Markets in Asia slide as inflation concerns return

It only took a few hours to shrug off Friday’s surprise US jobs miss, as both the Dow Jones and S&P 500 closed at new record highs at the end of last week, however in a manner similar to previous days the Russell 2000 and Nasdaq struggled to match the outperformance of their two larger counterparts.

This underperformance in the Nasdaq once again started to act as a drag on wider market sentiment as another disappointing close served to undermine confidence more broadly, and pull all US indices lower, though not before the Dow posted yet another record high.

Once again it has been concern about inflation that appears to be weighing on broader market sentiment, with commodity prices once again the major culprit, ahead of US CPI numbers that are due out later this week.

Putting to one side the fact that Friday’s jobs miss is likely to keep the Fed on hold for quite a while longer given the lowered expectations for sharply higher jobs growth much before September, when the latest set of unemployment benefits expire, it seems that investors are now fretting about rising prices and sharply higher inflation again.

The big question is whether they are right to be, and while we’ve seen sharply higher prices in the latest ISM surveys and commodity prices are also on a tear, the bigger concern is whether they are likely to be temporary, or much more persistent.

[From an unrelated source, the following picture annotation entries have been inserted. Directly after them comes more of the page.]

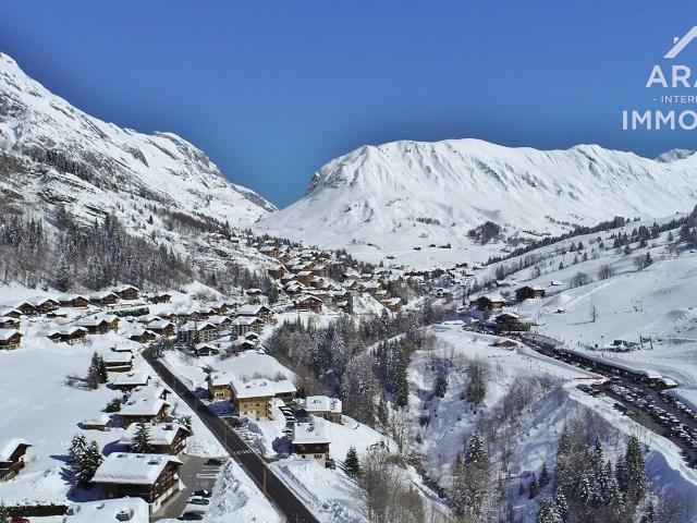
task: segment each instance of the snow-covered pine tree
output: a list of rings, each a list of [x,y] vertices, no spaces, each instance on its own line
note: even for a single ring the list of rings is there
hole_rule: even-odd
[[[139,454],[152,452],[152,436],[150,428],[145,423],[138,423],[131,449]]]
[[[346,470],[346,474],[351,477],[360,476],[360,460],[358,460],[358,452],[356,452],[356,448],[353,446],[350,447],[348,452],[346,452],[344,467]]]
[[[542,498],[537,509],[536,523],[563,523],[557,503],[552,498]]]
[[[77,434],[73,436],[73,439],[70,442],[70,449],[68,450],[68,457],[73,465],[80,462],[86,448],[87,439],[84,435]]]
[[[91,441],[77,462],[77,467],[73,476],[75,484],[81,487],[86,486],[94,477],[95,472],[97,472],[102,461],[103,458],[99,445],[97,441]]]

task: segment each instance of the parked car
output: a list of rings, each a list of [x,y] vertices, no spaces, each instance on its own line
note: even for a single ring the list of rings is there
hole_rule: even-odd
[[[200,521],[204,519],[204,514],[201,514],[200,512],[194,512],[192,510],[184,512],[182,515],[179,516],[180,521]]]

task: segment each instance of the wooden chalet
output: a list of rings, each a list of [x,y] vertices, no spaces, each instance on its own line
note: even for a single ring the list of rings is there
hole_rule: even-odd
[[[96,292],[89,295],[89,303],[99,307],[110,307],[119,302],[119,296],[111,291]]]
[[[155,454],[181,454],[186,449],[186,438],[192,435],[188,428],[179,423],[145,423],[143,425],[150,434],[151,452]],[[137,440],[137,423],[129,425],[119,443],[129,450],[133,450],[133,446]]]
[[[208,375],[208,392],[216,401],[229,401],[232,399],[230,381],[232,376],[227,373],[210,373]]]
[[[505,300],[498,294],[488,294],[480,296],[475,301],[479,311],[493,311],[494,308],[501,308],[505,305]]]
[[[313,311],[318,313],[322,309],[322,301],[317,296],[302,296],[295,301],[295,308],[298,311]]]
[[[65,326],[52,330],[48,333],[47,338],[53,343],[81,343],[85,341],[87,337],[87,329],[84,327]]]
[[[120,300],[138,300],[140,297],[140,290],[133,285],[117,287],[113,293],[119,296]]]
[[[167,454],[112,452],[95,472],[93,483],[108,499],[135,497],[157,512],[180,489],[182,462]]]
[[[515,299],[518,302],[523,302],[525,300],[539,299],[539,297],[545,297],[545,288],[543,287],[525,285],[525,287],[521,287],[519,289],[515,290]]]
[[[32,447],[25,439],[0,439],[0,481],[16,476],[24,469],[24,458]]]
[[[87,308],[89,299],[81,294],[66,294],[58,297],[61,307],[69,308]]]
[[[0,350],[19,348],[22,344],[22,336],[16,329],[0,329]]]
[[[293,426],[291,452],[304,460],[317,460],[327,466],[330,454],[331,438],[328,423],[319,417],[309,416],[308,422],[296,423]]]

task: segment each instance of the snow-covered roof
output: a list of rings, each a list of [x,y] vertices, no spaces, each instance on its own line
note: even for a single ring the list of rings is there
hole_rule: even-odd
[[[328,396],[308,396],[305,399],[305,410],[313,412],[334,412],[341,414],[341,400]]]
[[[20,332],[16,329],[0,329],[0,341],[8,341],[14,335],[20,335],[21,336],[22,332]]]
[[[167,401],[161,398],[144,396],[134,399],[132,397],[121,408],[120,414],[122,416],[155,416],[167,405]]]
[[[293,427],[293,445],[331,443],[329,423],[310,416],[309,422],[296,423]]]
[[[119,387],[123,385],[145,385],[150,379],[147,373],[126,373],[114,376],[111,382]]]
[[[189,433],[186,427],[180,425],[179,423],[144,423],[143,425],[145,425],[145,427],[150,433],[150,443],[158,447],[172,445],[174,442],[174,438],[176,438],[176,435],[181,430],[184,430],[187,434]],[[137,423],[132,423],[131,425],[129,425],[129,428],[126,428],[125,433],[123,433],[120,443],[129,446],[133,445],[136,441],[137,431]]]
[[[169,463],[182,464],[173,455],[114,452],[105,458],[93,482],[152,485]]]
[[[150,510],[142,498],[103,499],[74,503],[68,508],[63,523],[148,523]]]
[[[32,447],[32,443],[22,438],[0,439],[0,461],[10,461],[14,451],[22,445]]]
[[[268,311],[268,307],[245,303],[237,309],[237,316],[258,316],[264,309]]]
[[[277,393],[273,381],[266,378],[249,379],[246,381],[232,379],[230,387],[237,399],[271,398]]]

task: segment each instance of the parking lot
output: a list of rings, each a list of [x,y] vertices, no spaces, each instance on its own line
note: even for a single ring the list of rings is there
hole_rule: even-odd
[[[697,470],[697,412],[670,396],[668,390],[661,390],[660,384],[607,362],[564,352],[552,343],[536,342],[527,337],[525,341],[538,352],[608,378],[602,385],[578,388],[592,396],[602,393],[612,398],[617,411],[671,440],[682,450],[687,466]]]
[[[187,504],[186,501],[196,490],[206,489],[212,491],[216,486],[220,465],[209,465],[208,458],[198,458],[194,455],[182,455],[181,460],[183,464],[180,469],[180,478],[182,483],[186,485],[186,489],[179,492],[158,513],[156,513],[154,515],[154,521],[178,519],[182,513],[188,511],[206,512],[206,506]]]

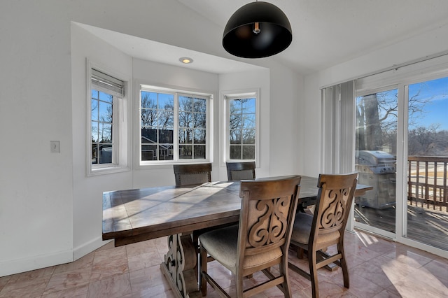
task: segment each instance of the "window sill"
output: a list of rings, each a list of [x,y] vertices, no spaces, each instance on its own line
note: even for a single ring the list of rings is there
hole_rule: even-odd
[[[106,175],[106,174],[114,173],[125,172],[130,170],[131,169],[128,166],[107,166],[104,168],[92,169],[90,171],[90,172],[88,173],[87,176],[90,177],[90,176]]]

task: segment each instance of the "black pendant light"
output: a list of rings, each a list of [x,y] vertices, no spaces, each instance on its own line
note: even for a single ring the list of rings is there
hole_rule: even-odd
[[[229,19],[223,46],[243,58],[276,55],[293,41],[291,25],[283,11],[267,2],[252,2],[238,9]]]

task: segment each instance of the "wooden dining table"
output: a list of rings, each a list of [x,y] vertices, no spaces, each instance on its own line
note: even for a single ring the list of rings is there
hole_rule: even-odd
[[[302,176],[299,211],[316,204],[317,181],[316,177]],[[115,246],[120,246],[167,236],[168,252],[160,264],[162,271],[177,297],[201,297],[195,235],[239,221],[239,181],[217,181],[191,187],[105,192],[102,239],[115,239]],[[355,196],[372,189],[358,185]]]

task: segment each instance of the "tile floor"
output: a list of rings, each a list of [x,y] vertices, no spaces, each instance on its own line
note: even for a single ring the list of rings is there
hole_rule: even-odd
[[[345,241],[350,288],[340,269],[319,269],[321,297],[448,297],[448,260],[361,232],[346,233]],[[111,243],[71,263],[0,277],[0,297],[174,297],[159,267],[167,247],[166,238],[118,248]],[[295,255],[290,251],[291,262],[306,267],[306,259]],[[232,292],[227,270],[214,262],[209,273]],[[290,277],[293,297],[312,297],[309,281],[292,271]],[[207,297],[217,297],[209,288]],[[275,288],[257,297],[281,296]]]

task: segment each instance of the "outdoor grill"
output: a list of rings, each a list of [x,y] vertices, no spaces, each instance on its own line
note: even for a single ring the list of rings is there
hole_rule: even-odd
[[[396,159],[384,151],[356,152],[358,183],[373,186],[365,195],[355,198],[361,206],[383,209],[396,204]]]

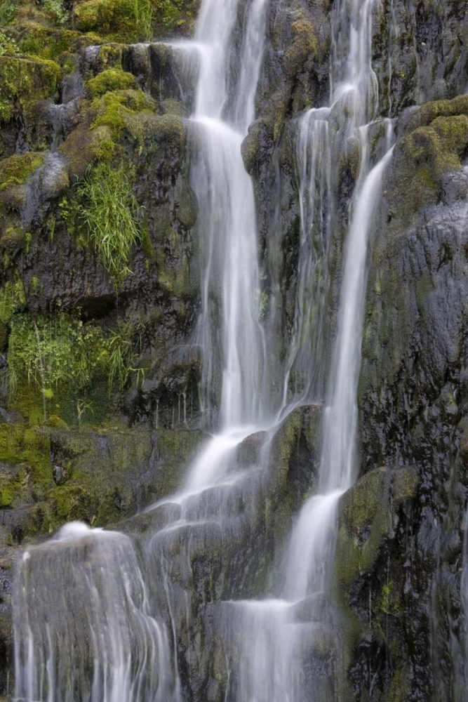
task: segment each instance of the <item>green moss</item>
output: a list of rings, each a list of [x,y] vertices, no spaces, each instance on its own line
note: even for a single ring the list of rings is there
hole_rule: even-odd
[[[111,130],[112,139],[107,150],[112,152],[115,140],[121,138],[124,129],[135,138],[142,139],[141,117],[145,114],[152,115],[155,104],[142,91],[115,91],[95,99],[91,110],[96,114],[92,129],[107,127]]]
[[[60,152],[66,159],[69,177],[76,179],[83,176],[100,156],[112,155],[114,147],[109,126],[95,126],[90,130],[86,124],[81,124],[62,144]]]
[[[26,304],[25,286],[20,278],[8,281],[0,289],[0,322],[7,324],[13,314]]]
[[[0,191],[26,183],[43,161],[44,154],[34,152],[11,156],[0,161]]]
[[[343,496],[335,557],[340,588],[347,588],[370,571],[391,531],[392,510],[413,498],[417,486],[409,469],[377,468]]]
[[[439,201],[444,176],[462,168],[467,146],[466,114],[438,117],[429,126],[415,128],[397,145],[387,192],[394,203],[399,227],[402,221]]]
[[[0,29],[0,56],[15,56],[20,53],[15,39]]]
[[[155,0],[154,25],[159,34],[191,34],[200,0]]]
[[[27,110],[32,100],[52,98],[60,76],[53,61],[0,56],[0,122]]]
[[[102,395],[101,380],[107,380],[110,392],[123,389],[131,377],[142,375],[138,365],[140,334],[130,324],[120,322],[114,329],[104,330],[60,314],[40,317],[35,322],[18,315],[11,326],[10,405],[30,423],[44,421],[44,402],[46,414],[50,411],[54,415],[69,397],[72,418],[79,420],[91,406],[83,398],[92,387]]]
[[[109,39],[138,41],[152,34],[149,0],[85,0],[74,8],[77,29],[98,31]]]
[[[100,98],[105,93],[130,89],[135,86],[135,76],[119,68],[108,68],[86,82],[86,88],[92,98]]]
[[[25,471],[20,472],[14,479],[25,483],[25,476],[30,475],[37,490],[41,493],[42,485],[52,480],[50,461],[51,446],[39,430],[25,425],[0,425],[0,462],[12,465],[21,465]],[[8,488],[8,491],[13,487]],[[14,487],[18,491],[18,484]]]
[[[291,25],[291,31],[293,43],[284,55],[285,69],[290,78],[297,75],[318,48],[314,25],[309,20],[305,18],[296,20]]]
[[[135,178],[134,168],[125,162],[116,167],[101,161],[78,190],[80,216],[89,241],[117,286],[131,272],[131,251],[141,241],[140,208],[133,192]]]
[[[437,117],[451,117],[457,114],[468,115],[468,95],[461,95],[453,100],[439,100],[423,105],[411,118],[408,131],[426,126]]]

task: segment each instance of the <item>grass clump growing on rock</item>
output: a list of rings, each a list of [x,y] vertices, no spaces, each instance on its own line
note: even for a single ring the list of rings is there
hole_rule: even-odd
[[[44,154],[34,152],[5,159],[0,163],[0,191],[26,183],[43,161]]]
[[[140,376],[138,330],[119,321],[106,330],[65,313],[33,322],[18,315],[11,322],[7,362],[12,395],[24,385],[51,400],[64,386],[86,390],[95,378],[107,377],[109,392],[122,390],[131,375]]]
[[[91,78],[86,83],[86,88],[92,98],[100,98],[110,91],[126,90],[135,88],[136,81],[131,73],[119,68],[108,68]]]
[[[78,29],[115,41],[150,39],[152,17],[150,0],[85,0],[74,8]]]
[[[126,128],[138,138],[141,132],[141,119],[135,119],[135,115],[152,114],[155,105],[153,99],[142,91],[126,90],[105,93],[93,101],[91,108],[96,114],[92,128],[109,127],[114,139],[119,139]],[[109,145],[112,151],[113,145]]]
[[[114,168],[102,161],[88,171],[78,190],[89,242],[117,286],[131,272],[131,251],[142,239],[134,181],[133,166],[122,162]]]
[[[53,61],[0,55],[0,122],[27,110],[32,101],[53,97],[60,72]]]

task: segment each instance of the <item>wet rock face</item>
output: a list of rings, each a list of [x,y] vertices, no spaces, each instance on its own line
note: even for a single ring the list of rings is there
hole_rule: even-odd
[[[189,35],[197,4],[158,4],[156,34]],[[131,5],[80,3],[73,30],[51,26],[37,8],[23,8],[8,29],[18,51],[0,56],[2,377],[20,319],[34,330],[34,324],[57,326],[65,314],[69,331],[78,323],[87,330],[80,343],[104,335],[104,355],[115,348],[109,340],[121,334],[120,323],[131,328],[118,347],[128,350],[123,343],[130,339],[123,383],[111,381],[109,390],[108,378],[95,373],[86,392],[46,388],[53,393],[45,396],[47,420],[37,368],[34,383],[21,386],[21,402],[2,383],[1,426],[15,451],[12,456],[11,448],[0,446],[2,660],[11,644],[12,540],[42,538],[69,519],[119,523],[138,541],[150,572],[161,552],[187,548],[186,533],[168,539],[161,551],[147,543],[156,526],[176,518],[174,505],[170,515],[160,509],[130,515],[175,490],[202,439],[196,429],[203,423],[202,359],[195,343],[199,204],[189,178],[196,143],[185,120],[193,109],[198,67],[168,44],[134,43],[147,37]],[[262,322],[282,330],[274,350],[281,358],[290,343],[298,279],[297,118],[328,102],[330,18],[337,6],[337,0],[270,0],[257,119],[242,145],[255,187]],[[335,594],[346,650],[339,684],[346,699],[443,701],[462,667],[468,102],[455,96],[468,84],[466,10],[455,0],[383,0],[373,11],[378,112],[396,118],[398,144],[367,291],[358,398],[361,479],[342,501],[337,544]],[[381,135],[373,142],[374,159]],[[340,173],[333,174],[330,336],[344,223],[361,157],[356,143],[341,146]],[[119,282],[90,241],[89,201],[79,196],[102,162],[111,170],[123,164],[126,173],[134,173],[138,241],[128,261],[131,272]],[[48,339],[53,346],[58,338]],[[220,638],[219,602],[271,589],[271,564],[316,470],[319,419],[316,409],[307,413],[293,417],[275,438],[261,479],[225,505],[229,538],[216,526],[201,530],[187,550],[189,567],[165,567],[174,583],[187,699],[225,698],[232,651]],[[98,426],[74,428],[85,422]],[[241,464],[258,458],[258,439],[240,447]],[[161,606],[168,618],[167,603]],[[330,660],[321,659],[323,670]],[[311,669],[316,663],[311,654]],[[1,675],[5,691],[6,670]]]

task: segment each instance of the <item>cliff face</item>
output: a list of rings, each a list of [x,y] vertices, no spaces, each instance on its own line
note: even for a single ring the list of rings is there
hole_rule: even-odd
[[[287,356],[300,284],[298,117],[328,101],[337,4],[270,0],[257,119],[242,145],[255,190],[262,317],[281,330],[275,359]],[[18,548],[76,519],[121,524],[144,540],[149,518],[130,517],[176,490],[212,428],[201,406],[196,334],[200,232],[190,162],[200,146],[186,119],[197,67],[176,46],[147,41],[191,36],[199,5],[0,1],[6,695]],[[361,473],[340,506],[334,597],[343,650],[310,653],[328,661],[324,676],[342,661],[343,699],[461,701],[466,690],[467,10],[460,0],[382,0],[373,12],[377,116],[394,120],[396,145],[370,263]],[[315,272],[312,282],[326,299],[323,378],[360,158],[356,144],[340,145],[328,274]],[[239,498],[245,529],[229,543],[205,535],[191,552],[190,576],[172,574],[173,597],[189,598],[192,613],[189,625],[175,622],[187,700],[225,699],[232,652],[220,653],[213,604],[271,583],[269,567],[313,482],[319,413],[297,411],[275,437],[255,505],[250,492]],[[251,465],[256,450],[247,439],[241,460]]]

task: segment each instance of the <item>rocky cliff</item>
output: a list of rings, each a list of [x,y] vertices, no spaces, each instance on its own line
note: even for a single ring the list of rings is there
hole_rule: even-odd
[[[338,4],[270,0],[257,119],[242,145],[255,190],[262,314],[265,326],[282,330],[271,352],[281,359],[291,343],[300,277],[298,117],[327,101],[330,13]],[[199,145],[187,118],[197,66],[164,41],[193,34],[199,5],[0,0],[5,695],[12,690],[17,551],[76,519],[121,523],[140,538],[149,517],[133,515],[176,490],[213,428],[195,333],[200,242],[190,163]],[[370,262],[361,472],[340,512],[333,595],[345,635],[338,657],[346,691],[335,693],[342,699],[466,699],[467,44],[463,0],[375,4],[376,117],[393,121],[396,144]],[[231,69],[235,75],[235,56]],[[338,131],[337,116],[333,124]],[[381,131],[379,124],[373,134],[374,159]],[[361,158],[359,145],[344,139],[333,173],[328,350]],[[212,388],[215,406],[219,393]],[[271,564],[313,484],[319,415],[296,411],[274,437],[270,477],[256,487],[255,509],[251,493],[239,497],[248,525],[242,537],[201,539],[191,577],[172,574],[190,592],[191,631],[176,622],[187,700],[225,698],[230,654],[219,653],[212,604],[267,588]],[[246,465],[255,450],[255,437],[244,442]]]

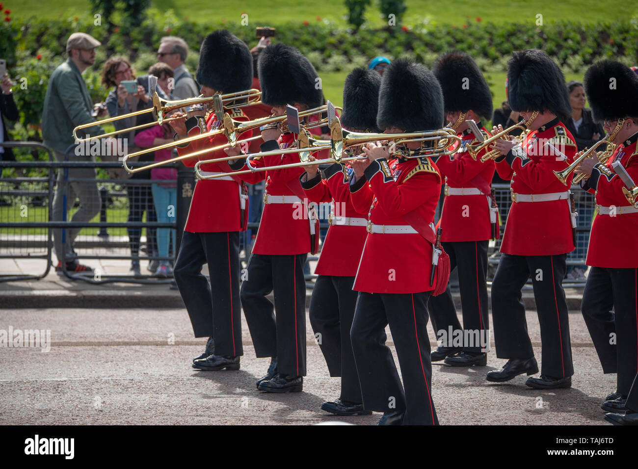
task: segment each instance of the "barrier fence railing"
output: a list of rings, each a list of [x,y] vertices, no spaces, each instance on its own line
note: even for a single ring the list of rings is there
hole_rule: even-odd
[[[70,177],[68,170],[71,168],[89,168],[102,170],[121,169],[121,163],[118,161],[55,161],[53,152],[42,144],[38,142],[4,142],[6,147],[33,148],[45,152],[48,161],[0,161],[0,171],[13,168],[13,172],[21,172],[21,175],[8,177],[6,171],[2,172],[0,177],[0,259],[29,259],[42,260],[46,265],[42,269],[43,273],[34,274],[4,274],[0,272],[0,281],[21,279],[37,279],[46,276],[53,262],[54,237],[54,230],[61,230],[62,237],[68,235],[71,230],[80,230],[75,239],[75,247],[77,253],[67,253],[66,242],[62,242],[63,247],[60,260],[62,265],[66,262],[77,258],[98,260],[101,263],[108,262],[111,260],[130,260],[131,262],[149,261],[174,262],[177,255],[177,246],[179,246],[183,227],[188,214],[190,201],[195,189],[195,178],[191,168],[183,165],[177,168],[177,179],[172,180],[154,180],[142,179],[112,179],[103,177]],[[142,165],[143,163],[131,163]],[[61,178],[56,177],[55,172],[59,169],[63,172]],[[33,175],[33,170],[39,174]],[[29,175],[25,175],[28,172]],[[100,174],[98,175],[105,175]],[[62,220],[54,220],[53,202],[54,198],[54,185],[62,184],[61,193],[66,194],[64,202],[70,205],[71,192],[75,193],[73,186],[93,186],[98,194],[100,207],[94,210],[94,218],[98,221],[77,221],[71,219],[67,221],[64,218],[67,213],[63,204]],[[174,209],[173,221],[159,222],[154,221],[155,209],[152,196],[149,196],[152,185],[159,181],[165,184],[175,183],[177,201]],[[99,184],[99,188],[98,187]],[[512,202],[508,184],[493,184],[496,202],[499,207],[501,232],[503,232],[507,213]],[[577,209],[579,212],[578,226],[576,228],[576,249],[568,255],[568,265],[584,266],[587,251],[589,232],[591,221],[593,217],[595,204],[593,196],[580,188],[571,188],[574,193]],[[73,197],[75,200],[75,195]],[[261,193],[255,193],[252,203],[258,202]],[[253,210],[260,213],[260,205],[253,207]],[[73,207],[71,211],[73,211]],[[168,209],[169,207],[167,207]],[[214,211],[215,207],[211,207]],[[327,214],[329,211],[320,211]],[[144,218],[142,212],[145,212]],[[75,211],[73,214],[75,214]],[[249,257],[250,247],[259,227],[258,214],[248,224],[248,230],[242,232],[240,236],[240,258],[242,267],[246,266]],[[131,219],[137,221],[130,221]],[[93,218],[92,218],[93,220]],[[328,227],[327,220],[322,220],[322,232],[323,235]],[[542,223],[539,220],[538,223]],[[158,255],[156,242],[152,241],[154,231],[158,228],[168,228],[170,250],[168,255]],[[322,237],[323,238],[323,237]],[[174,240],[174,241],[173,241]],[[64,241],[66,241],[65,239]],[[493,278],[496,267],[500,258],[499,248],[500,241],[491,241],[489,244],[488,279]],[[140,257],[140,253],[145,252],[145,255]],[[137,255],[136,255],[137,253]],[[57,253],[56,253],[57,254]],[[57,255],[56,255],[57,257]],[[309,261],[316,260],[316,256],[308,257]],[[30,261],[29,261],[30,262]],[[152,267],[149,265],[149,267]],[[140,265],[140,271],[143,270]],[[78,274],[62,269],[59,272],[68,278],[82,279],[92,283],[105,283],[110,282],[127,282],[137,283],[158,283],[170,282],[170,279],[160,278],[154,272],[142,274],[138,277],[132,273],[122,274],[97,271],[93,276]],[[306,272],[307,283],[311,288],[311,280],[315,276]],[[582,278],[567,278],[563,282],[565,286],[582,286],[584,281]]]

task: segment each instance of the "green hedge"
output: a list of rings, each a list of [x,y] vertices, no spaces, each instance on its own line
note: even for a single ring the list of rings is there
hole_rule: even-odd
[[[635,22],[496,26],[480,19],[468,20],[462,27],[426,25],[413,30],[405,26],[370,29],[364,26],[356,34],[325,20],[272,26],[277,27],[277,40],[298,47],[320,73],[348,71],[367,64],[377,55],[391,59],[407,57],[430,65],[438,55],[451,50],[469,53],[485,71],[504,71],[512,51],[532,47],[545,50],[566,71],[583,73],[588,65],[603,58],[620,60],[628,65],[638,64],[638,25]],[[88,12],[67,20],[17,19],[3,24],[0,27],[0,57],[6,59],[14,80],[26,78],[25,91],[28,91],[23,92],[19,84],[15,89],[24,124],[14,131],[19,134],[15,137],[38,137],[37,126],[48,78],[64,59],[64,45],[71,33],[89,33],[104,45],[98,50],[96,70],[84,75],[97,101],[107,91],[100,85],[98,75],[99,64],[107,57],[115,54],[128,57],[141,74],[156,61],[160,38],[175,34],[184,38],[193,51],[187,65],[195,70],[202,38],[219,28],[229,29],[251,46],[256,42],[252,27],[230,22],[199,24],[176,19],[170,10],[160,13],[151,9],[141,26],[132,29],[124,26],[95,26]]]

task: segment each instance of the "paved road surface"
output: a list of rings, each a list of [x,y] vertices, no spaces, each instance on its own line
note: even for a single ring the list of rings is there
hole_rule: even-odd
[[[519,376],[485,381],[503,361],[488,366],[434,365],[433,394],[441,424],[605,424],[602,398],[616,389],[604,375],[578,311],[570,314],[575,375],[571,389],[541,391]],[[535,311],[528,313],[537,359]],[[0,347],[0,424],[275,424],[334,421],[320,406],[338,396],[307,321],[308,376],[302,393],[257,391],[269,361],[256,359],[245,322],[244,355],[237,371],[198,371],[192,358],[203,350],[184,309],[0,309],[0,329],[50,329],[51,348]],[[430,330],[430,338],[434,334]],[[389,338],[390,338],[389,333]],[[174,338],[174,345],[169,345]],[[392,346],[391,339],[389,343]],[[434,342],[432,342],[434,344]],[[376,423],[380,414],[341,418]]]

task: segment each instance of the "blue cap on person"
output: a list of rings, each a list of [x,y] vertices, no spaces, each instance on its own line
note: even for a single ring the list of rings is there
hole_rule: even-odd
[[[367,66],[367,69],[369,70],[376,70],[381,75],[383,74],[383,70],[385,70],[385,67],[390,64],[390,59],[387,57],[383,57],[383,56],[379,56],[378,57],[375,57],[370,62],[370,64]],[[377,67],[380,66],[378,68]]]

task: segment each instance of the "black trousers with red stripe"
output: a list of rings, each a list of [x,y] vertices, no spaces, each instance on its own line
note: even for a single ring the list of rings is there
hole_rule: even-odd
[[[208,264],[209,285],[202,274]],[[216,355],[243,355],[239,302],[239,233],[184,232],[175,262],[179,288],[195,337],[212,337]]]
[[[427,337],[429,292],[378,294],[360,292],[350,331],[364,408],[404,411],[405,425],[438,425],[432,401],[432,364]],[[390,348],[390,325],[403,384]]]
[[[498,358],[527,359],[534,355],[521,292],[531,275],[540,325],[541,375],[563,378],[574,374],[567,302],[562,285],[567,257],[501,256],[492,282],[492,319]]]
[[[352,290],[354,281],[354,277],[320,275],[309,316],[330,375],[341,377],[341,399],[360,404],[361,387],[350,341],[358,295]]]
[[[627,395],[627,401],[625,406],[630,410],[638,412],[638,374],[634,378],[634,383]]]
[[[285,375],[306,375],[307,255],[253,253],[240,293],[256,355],[277,357],[278,371]],[[271,292],[274,305],[266,297]]]
[[[439,331],[445,331],[449,336],[449,328],[452,331],[464,329],[478,331],[476,337],[489,337],[484,331],[489,329],[489,315],[487,309],[487,244],[488,241],[464,241],[443,242],[443,248],[450,257],[450,268],[457,269],[461,306],[463,311],[463,327],[456,316],[456,307],[449,288],[438,296],[431,296],[427,310],[432,319],[432,325],[437,338]],[[464,334],[464,337],[465,335]],[[473,346],[470,346],[473,345]],[[489,345],[489,344],[487,344]],[[444,346],[451,346],[451,344]],[[481,351],[480,343],[463,344],[466,352]]]
[[[627,396],[638,373],[638,269],[592,267],[581,309],[603,373],[617,373]]]

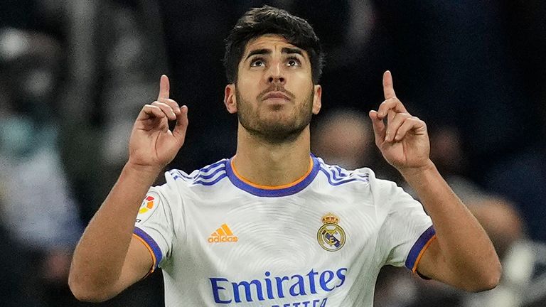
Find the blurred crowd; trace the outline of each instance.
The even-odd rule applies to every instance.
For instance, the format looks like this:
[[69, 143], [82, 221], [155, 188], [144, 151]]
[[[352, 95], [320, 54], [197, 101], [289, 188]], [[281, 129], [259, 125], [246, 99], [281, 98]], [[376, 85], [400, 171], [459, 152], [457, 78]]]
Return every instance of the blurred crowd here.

In the short term, it is probably too early to know, but we do expect to see a big rise in US headline CPI later this week, however that also has to be put into the context of where prices where a year ago when US oil prices went negative, to -$37 and Brent which went as low as $16.

Quite simply the base effects from last year’s plunge in commodity prices, and especially in oil prices, are set to play out further with a further sharp rise in this week’s April numbers given where prices are now, relative to a year ago.

The fact is while 10-year yields popped back above 1.6% yesterday, after dropping as low as 1.465% on Friday, 2-year yields have barely moved. Nonetheless, this concern about rising prices appears to be being fuelled by rising US five-year inflation expectations, which yesterday hit their highest levels since April 2011.

In any case, yesterday’s big slide in the Nasdaq looks set to translate into a negative open for markets in Europe later this morning, after Asia markets also slid back after the latest Chinese inflation numbers also showed a big jump in April. Chinese CPI rose from 0.4% in March to 0.9% in April, while factory gate prices also jumped sharply to 6.8%, from 4.4%, a really sharp turnaround given that they were at -0.4% at the end of last year.

It will take a few more months for these base effects to wash through, and by then we’ll probably have a much better picture of where we are, and whether central bank confidence about transitory inflation is misplaced or not. Later today we get to hear from various Fed policymakers, including permanent Fed governor Lael Brainard, who is likely to take the opportunity again to reinforce this confidence about the inflation outlook.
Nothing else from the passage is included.